There is no single panacea solution that could free us from reliance on fossil fuels. Industry, electricity, and transportation account for most fossil fuels used. Alternative fuels for industry and transportation, such as hydrogen, can be produced using renewable electricity. While smaller-scale renewable electricity sources, such as wind and hydropower, enable grid flexibility, solar power remains the most realistic source for providing the bulk of the required electricity. Consequently, the global production capacity of solar cells has exponentially increased over the last few decades. To support this growth, attract investments, and promote the transition to solar power, the photovoltaic industry has dedicated significant research and development efforts to improve solar cell efficiency and reduce costs.

New generation of solar panels

We need to develop new solar cell materials to maintain the increase in solar cell production capacity and accelerate the implementation of solar power. Silicon, the mainstay of the photovoltaic industry, is expected to reach its efficiency improvement capacity within the next decade. Further advancements necessitate a transition to tandem solar cells, which combine silicon with a second solar cell absorber material, resulting in a higher maximum efficiency ceiling than single absorber solar cells. Expanding solar power into new application areas requires physical flexibility that brittle silicon cannot provide, creating opportunities for new solar cell materials.

Over the last decade, halide perovskites have developed into leading candidate materials for tandem and flexible solar cells. However, the implementation of perovskite photovoltaics requires addressing the challenges of their toxicity, stability, and scalability. These challenges also hinder the use of perovskites in applications beyond photovoltaics, such as microelectronic components and sensors, where they could offer lowered power consumption. Decreasing energy consumption is another way to decrease fossil fuel usage. 

The literature part of my thesis examines the current state of the perovskite field. The first section discusses the fundamental properties of perovskites and their connection to the unprecedently rapid development of efficient perovskite devices. The second section explores the current status of perovskite applications. The final section focuses on the challenges faced by perovskites and the progress made in addressing them.

In the experimental part of the thesis, I describe how we developed deposition processes for perovskite thin films that tackle the scalability challenge. Years of work culminated into electrodeposition and atomic layer deposition (ALD) processes for CH3NH3PbI3 and CsPbI3 perovskites as well as processes for binary compounds like CuI, CsI, PbCl2, PbBr2, PbI2, and PbS. These binary compounds are needed to tune perovskite properties or as auxiliary materials in perovskite devices. In the end I give my view on how viable the developed processes are and what we should focus on in future for implementing them in practice.

Pioneering work in the field of ALD

Prior to my work, there were no known ALD processes for metal bromides or iodides. Devising the chemistry capable of delivering these materials and simultaneously unlocking these huge compound groups for the whole ALD community was no easy feat. It required a lot of hard work, patience, help and support. I would not be able to pull this off without continuous backup from my supervisors: Docent Marianna Kemell, Professor Mikko Ritala and Professor Emeritus Markku Leskelä.

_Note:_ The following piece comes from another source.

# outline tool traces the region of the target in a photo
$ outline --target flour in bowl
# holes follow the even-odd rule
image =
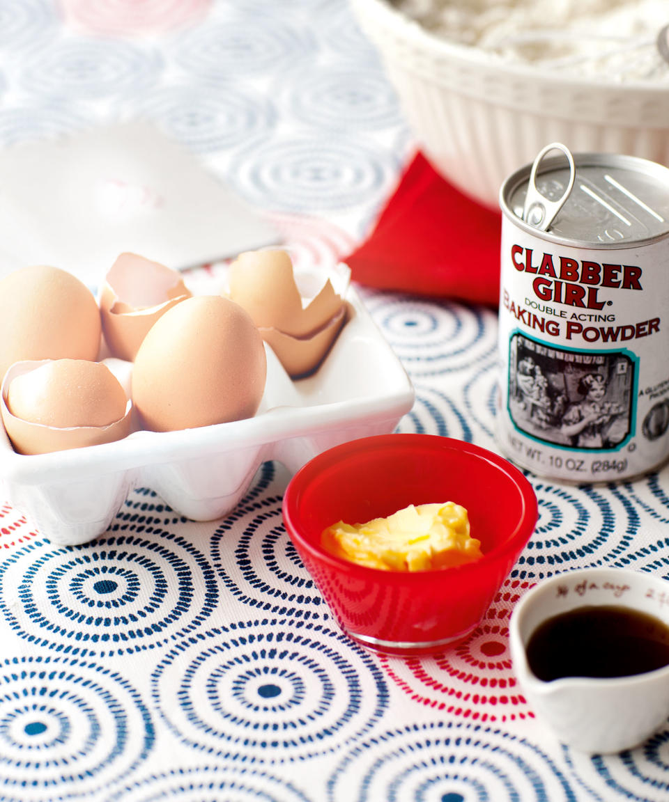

I am also grateful to all my resourceful collaborators at Helsinki Accelerator Laboratory, Department of Food and Nutrition of the University of Helsinki, Aalto University, VTT Oulu, Saint Mary's University and Carleton University as well as to our amazing HelsinkiALD research group. I am also thankful for the financial support from the Doctoral Programme in Materials Research and Nanoscience (MATRENA), the Faculty of Science of the Univerisity of Helsinki, Research Council of Finland, Otto A. Malm Foundation, Emil Aaltonen Foundation, Walter Ahlström Foundation and the Finnish Foundation for Technology Promotion.  


This article by Georgi Popov was originally published in Kemiauutiset2024. Kemiauutiset/Keminyheter/Chemistrynews is an annual magazine published by the Department of Chemistry at the University of Helsinki, which provides current news on studies, research, science education and introduces interesting people.